RecordDecl::field_iterator Field2 = RD2->field_begin(),
Field2End = RD2->field_end(),
Field1 = RD1->field_begin(),
Field1End = RD1->field_end();
for ( ; Field1 != Field1End && Field2 != Field2End; ++Field1, ++Field2) {
if (!isLayoutCompatible(C, *Field1, *Field2))
return false;
}
if (Field1 != Field1End || Field2 != Field2End)
return false;
return true;
}
/// \brief Check if two standard-layout unions are layout-compatible.

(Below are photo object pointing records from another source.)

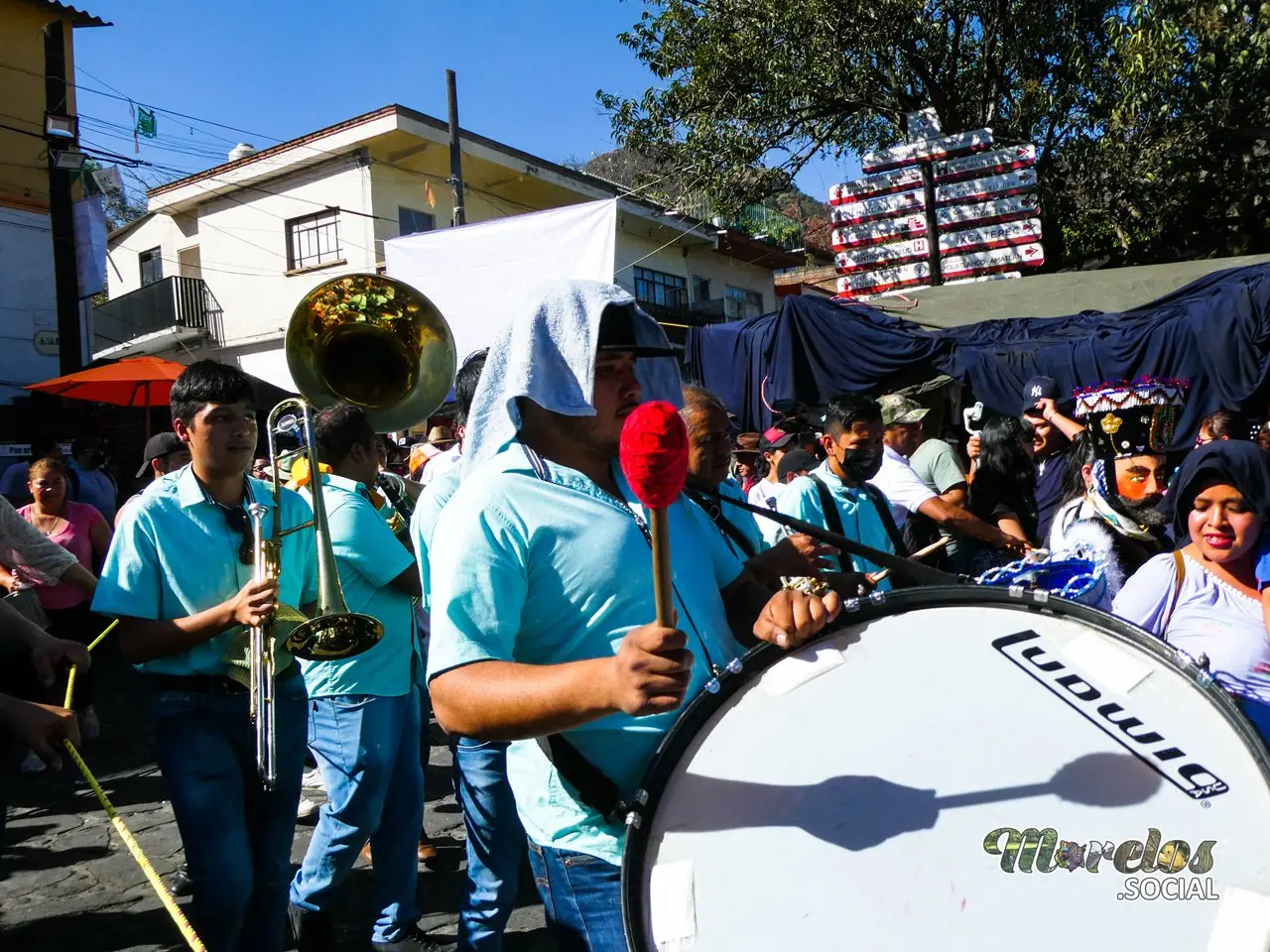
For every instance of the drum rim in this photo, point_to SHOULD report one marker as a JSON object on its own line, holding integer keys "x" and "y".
{"x": 757, "y": 658}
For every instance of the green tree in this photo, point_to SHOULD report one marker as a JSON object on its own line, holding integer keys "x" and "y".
{"x": 1143, "y": 113}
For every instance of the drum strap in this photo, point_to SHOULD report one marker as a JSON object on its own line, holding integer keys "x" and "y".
{"x": 592, "y": 785}
{"x": 721, "y": 522}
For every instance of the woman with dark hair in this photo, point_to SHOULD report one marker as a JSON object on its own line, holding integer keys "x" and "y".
{"x": 1220, "y": 425}
{"x": 1205, "y": 598}
{"x": 1002, "y": 492}
{"x": 1076, "y": 486}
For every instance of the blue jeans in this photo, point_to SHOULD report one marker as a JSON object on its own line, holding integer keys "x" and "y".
{"x": 495, "y": 843}
{"x": 367, "y": 749}
{"x": 583, "y": 898}
{"x": 236, "y": 835}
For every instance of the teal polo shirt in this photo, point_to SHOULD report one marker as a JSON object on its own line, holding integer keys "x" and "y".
{"x": 175, "y": 555}
{"x": 427, "y": 509}
{"x": 548, "y": 571}
{"x": 860, "y": 518}
{"x": 367, "y": 557}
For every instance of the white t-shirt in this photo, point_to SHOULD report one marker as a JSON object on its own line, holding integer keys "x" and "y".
{"x": 903, "y": 488}
{"x": 767, "y": 495}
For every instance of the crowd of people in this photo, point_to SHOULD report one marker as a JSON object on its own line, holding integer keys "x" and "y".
{"x": 508, "y": 562}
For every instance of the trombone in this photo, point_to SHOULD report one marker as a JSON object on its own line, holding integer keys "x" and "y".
{"x": 380, "y": 344}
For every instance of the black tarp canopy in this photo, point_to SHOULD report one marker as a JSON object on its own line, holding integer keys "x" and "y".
{"x": 1214, "y": 331}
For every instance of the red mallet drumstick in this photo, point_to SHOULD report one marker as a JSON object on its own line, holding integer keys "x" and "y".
{"x": 654, "y": 456}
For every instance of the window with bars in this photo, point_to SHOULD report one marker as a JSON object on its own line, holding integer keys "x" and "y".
{"x": 661, "y": 289}
{"x": 313, "y": 240}
{"x": 749, "y": 303}
{"x": 151, "y": 266}
{"x": 412, "y": 222}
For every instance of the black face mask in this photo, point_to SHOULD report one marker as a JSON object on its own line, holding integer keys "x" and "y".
{"x": 861, "y": 465}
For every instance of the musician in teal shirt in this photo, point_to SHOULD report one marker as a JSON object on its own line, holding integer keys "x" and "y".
{"x": 543, "y": 610}
{"x": 853, "y": 440}
{"x": 180, "y": 579}
{"x": 365, "y": 711}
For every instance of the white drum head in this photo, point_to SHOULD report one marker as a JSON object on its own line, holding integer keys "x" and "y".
{"x": 866, "y": 791}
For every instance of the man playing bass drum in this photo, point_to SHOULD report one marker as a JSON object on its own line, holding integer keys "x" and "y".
{"x": 543, "y": 593}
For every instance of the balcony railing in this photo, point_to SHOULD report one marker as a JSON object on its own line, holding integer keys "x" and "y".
{"x": 168, "y": 303}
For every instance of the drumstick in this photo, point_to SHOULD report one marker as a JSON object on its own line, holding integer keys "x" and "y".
{"x": 920, "y": 553}
{"x": 654, "y": 457}
{"x": 934, "y": 547}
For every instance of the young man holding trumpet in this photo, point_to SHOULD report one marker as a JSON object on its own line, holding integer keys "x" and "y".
{"x": 365, "y": 711}
{"x": 181, "y": 579}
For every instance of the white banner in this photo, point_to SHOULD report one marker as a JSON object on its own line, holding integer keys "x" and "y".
{"x": 477, "y": 275}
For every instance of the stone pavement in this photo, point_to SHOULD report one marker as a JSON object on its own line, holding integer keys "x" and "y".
{"x": 67, "y": 883}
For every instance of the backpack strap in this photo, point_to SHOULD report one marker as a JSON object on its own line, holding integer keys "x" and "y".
{"x": 888, "y": 520}
{"x": 1179, "y": 578}
{"x": 830, "y": 508}
{"x": 715, "y": 512}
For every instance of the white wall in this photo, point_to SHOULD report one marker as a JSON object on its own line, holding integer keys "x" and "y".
{"x": 122, "y": 266}
{"x": 243, "y": 245}
{"x": 720, "y": 271}
{"x": 27, "y": 298}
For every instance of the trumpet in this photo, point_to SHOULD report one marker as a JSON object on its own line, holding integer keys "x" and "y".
{"x": 382, "y": 345}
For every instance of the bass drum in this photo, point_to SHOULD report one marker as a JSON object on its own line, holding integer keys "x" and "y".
{"x": 961, "y": 770}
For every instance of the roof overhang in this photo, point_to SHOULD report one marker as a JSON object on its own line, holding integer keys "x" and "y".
{"x": 151, "y": 343}
{"x": 76, "y": 18}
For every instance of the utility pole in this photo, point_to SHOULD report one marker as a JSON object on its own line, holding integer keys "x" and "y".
{"x": 62, "y": 214}
{"x": 456, "y": 154}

/// (C++11 [class.mem] p18)
bool isLayoutCompatibleUnion(ASTContext &C,
RecordDecl *RD1,
RecordDecl *RD2) {
llvm::SmallPtrSet<FieldDecl *, 8> UnmatchedFields;
for (RecordDecl::field_iterator Field2 = RD2->field_begin(),
Field2End = RD2->field_end();
Field2 != Field2End; ++Field2) {
UnmatchedFields.insert(*Field2);
}
for (RecordDecl::field_iterator Field1 = RD1->field_begin(),
Field1End = RD1->field_end();
Field1 != Field1End; ++Field1) {
llvm::SmallPtrSet<FieldDecl *, 8>::iterator
I = UnmatchedFields.begin(),
E = UnmatchedFields.end();
for ( ; I != E; ++I) {
if (isLayoutCompatible(C, *Field1, *I)) {
bool Result = UnmatchedFields.erase(*I);
(void) Result;
assert(Result);
break;
}
}
if (I == E)
return false;
}
return UnmatchedFields.empty();
}
bool isLayoutCompatible(ASTContext &C, RecordDecl *RD1, RecordDecl *RD2) {
if (RD1->isUnion() != RD2->isUnion())
return false;
if (RD1->isUnion())
return isLayoutCompatibleUnion(C, RD1, RD2);
else
return isLayoutCompatibleStruct(C, RD1, RD2);
}
/// \brief Check if two types are layout-compatible in C++11 sense.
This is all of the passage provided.